05
mar
2010
23:03 Par .
Après l’achèvement de la mission Oyapock (géophotographie du fleuve, inventaire des mangroves, prélèvements de limons et reconnaissances de la rivière Ouanary dans l’ouest de l’estuaire du fleuve) toutes les équipes scientifiques et les marins ont ralliés le bord. La Boudeuse a alors regagnée la base navale de Cayenne le 1er mars pour s’approvisionner et ravitailler. Après quoi, des reconnaissances aériennes de toute la zone de la pointe Béhague à l’ouest de l’estuaire de l’Oyapock ont été effectuées pour compléter les reconnaissances terrestres effectuées sur la rivière Ouanary au sud de ce territoire.
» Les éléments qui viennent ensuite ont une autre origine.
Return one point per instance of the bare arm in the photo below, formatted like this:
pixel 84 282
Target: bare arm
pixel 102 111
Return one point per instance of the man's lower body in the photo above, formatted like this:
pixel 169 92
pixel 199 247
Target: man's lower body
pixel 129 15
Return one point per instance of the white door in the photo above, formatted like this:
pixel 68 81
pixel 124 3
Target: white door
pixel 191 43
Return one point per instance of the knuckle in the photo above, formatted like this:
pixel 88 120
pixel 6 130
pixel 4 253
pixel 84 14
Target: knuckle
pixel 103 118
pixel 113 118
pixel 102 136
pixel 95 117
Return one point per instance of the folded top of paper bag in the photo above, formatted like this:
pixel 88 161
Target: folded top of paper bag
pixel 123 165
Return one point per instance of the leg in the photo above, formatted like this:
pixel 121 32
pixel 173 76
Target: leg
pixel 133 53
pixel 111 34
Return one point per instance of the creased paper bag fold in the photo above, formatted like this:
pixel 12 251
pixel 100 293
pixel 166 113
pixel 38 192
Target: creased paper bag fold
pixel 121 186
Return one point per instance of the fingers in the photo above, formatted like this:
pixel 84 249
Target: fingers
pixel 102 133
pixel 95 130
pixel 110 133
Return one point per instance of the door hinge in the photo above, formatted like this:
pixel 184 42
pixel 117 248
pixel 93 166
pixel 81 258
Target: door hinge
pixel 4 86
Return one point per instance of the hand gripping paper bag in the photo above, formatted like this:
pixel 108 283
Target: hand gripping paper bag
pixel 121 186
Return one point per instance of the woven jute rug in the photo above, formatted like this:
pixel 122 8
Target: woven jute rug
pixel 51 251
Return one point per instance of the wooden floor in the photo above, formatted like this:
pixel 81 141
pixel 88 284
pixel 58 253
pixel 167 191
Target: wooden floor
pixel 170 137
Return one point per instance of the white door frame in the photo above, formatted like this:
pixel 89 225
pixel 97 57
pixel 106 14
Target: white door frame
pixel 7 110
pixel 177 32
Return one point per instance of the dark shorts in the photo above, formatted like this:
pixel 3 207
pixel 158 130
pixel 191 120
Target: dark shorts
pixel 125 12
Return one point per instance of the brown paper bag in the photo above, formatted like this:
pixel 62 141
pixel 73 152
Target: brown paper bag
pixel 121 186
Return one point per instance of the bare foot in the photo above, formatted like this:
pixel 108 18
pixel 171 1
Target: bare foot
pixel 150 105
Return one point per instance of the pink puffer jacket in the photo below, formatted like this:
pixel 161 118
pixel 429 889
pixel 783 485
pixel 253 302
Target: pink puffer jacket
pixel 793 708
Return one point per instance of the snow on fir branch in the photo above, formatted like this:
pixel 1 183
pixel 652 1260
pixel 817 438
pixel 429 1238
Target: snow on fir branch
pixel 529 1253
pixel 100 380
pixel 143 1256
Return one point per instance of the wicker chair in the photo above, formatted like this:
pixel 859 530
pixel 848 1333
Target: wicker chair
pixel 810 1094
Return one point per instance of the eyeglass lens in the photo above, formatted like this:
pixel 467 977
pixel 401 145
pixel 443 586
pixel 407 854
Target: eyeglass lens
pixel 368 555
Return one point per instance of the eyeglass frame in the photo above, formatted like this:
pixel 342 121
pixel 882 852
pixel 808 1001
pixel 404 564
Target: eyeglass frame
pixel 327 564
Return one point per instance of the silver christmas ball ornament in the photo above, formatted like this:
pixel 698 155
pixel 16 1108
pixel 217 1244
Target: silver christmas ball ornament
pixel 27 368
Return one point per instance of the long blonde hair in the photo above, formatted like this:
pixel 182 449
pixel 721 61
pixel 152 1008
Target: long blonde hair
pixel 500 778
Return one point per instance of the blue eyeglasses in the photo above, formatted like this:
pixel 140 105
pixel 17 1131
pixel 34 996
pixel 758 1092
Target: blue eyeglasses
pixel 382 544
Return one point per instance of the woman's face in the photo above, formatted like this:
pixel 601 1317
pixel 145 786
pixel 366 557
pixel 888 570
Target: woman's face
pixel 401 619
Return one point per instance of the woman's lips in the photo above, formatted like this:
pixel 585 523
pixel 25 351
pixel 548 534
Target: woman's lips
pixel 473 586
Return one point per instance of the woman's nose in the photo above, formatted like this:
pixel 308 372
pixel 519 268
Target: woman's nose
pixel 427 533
Ces reconnaissances ont justifiées la décision de retourner dans cette région, aux frontières du Brésil pour y développer une mission beaucoup plus vaste. Le navire et ses 24 membres d’équipage actuels ont donc rapidement repris la mer. Au cours des deux semaines à venir, La Boudeuse servira de « bateau-mère » aux cinq canots qui seront utilisés pour les expéditions dans cette région, l’une des moins connues de Guyane dans le domaine de la science. L’intégralité du trait de côte de la pointe Béhague sera étudié d’un point de vue maritime et paysager compte tenu des grandes modifications que cette côte semble avoir connue ces dernières années. En ce qui concerne la biodiversité, cette étude exhaustive de la côte (difficile d’accès à cause de l’envasement et des hauteurs de marées) sera complétée dans les domaines entomologiques et botaniques, notamment en ce qui concerne les mangroves et leur problématique en Guyane. L’une des expéditions terrestre se consacrera également à la difficile montagne des « trois pitons » au sud de la pointe Béhague sur laquelle n’existe pratiquement aucune donnée scientifique. Son accès à pied sera à coup sûr ardu. Une autre équipe tentera aussi de pénétrer les immenses marais situé au nord de ce massif car on ne sait à peu près rien des mammifères et autres grands animaux qui y vivent. Enfin, deux autres équipes tenteront d’approcher les chercheurs d’or brésiliens clandestins identifiés lors des reconnaissances aériennes. Sept groupes ont été repérés par les pollutions des rivières qu’ils provoquent. La « quête de l’or » illégale dans cette région semble beaucoup plus artisanale que dans d’autres territoires de la Guyane, où elle est un véritable fléau écologique, mais semble néanmoins se développer rapidement.
La Boudeuse devrait rentrer sur Kourou le 24 mars à l’invitation du Centre National d’Etudes Spatiales, l’un de ses partenaires, afin d’assister au lancement de la prochaine fusée Ariane.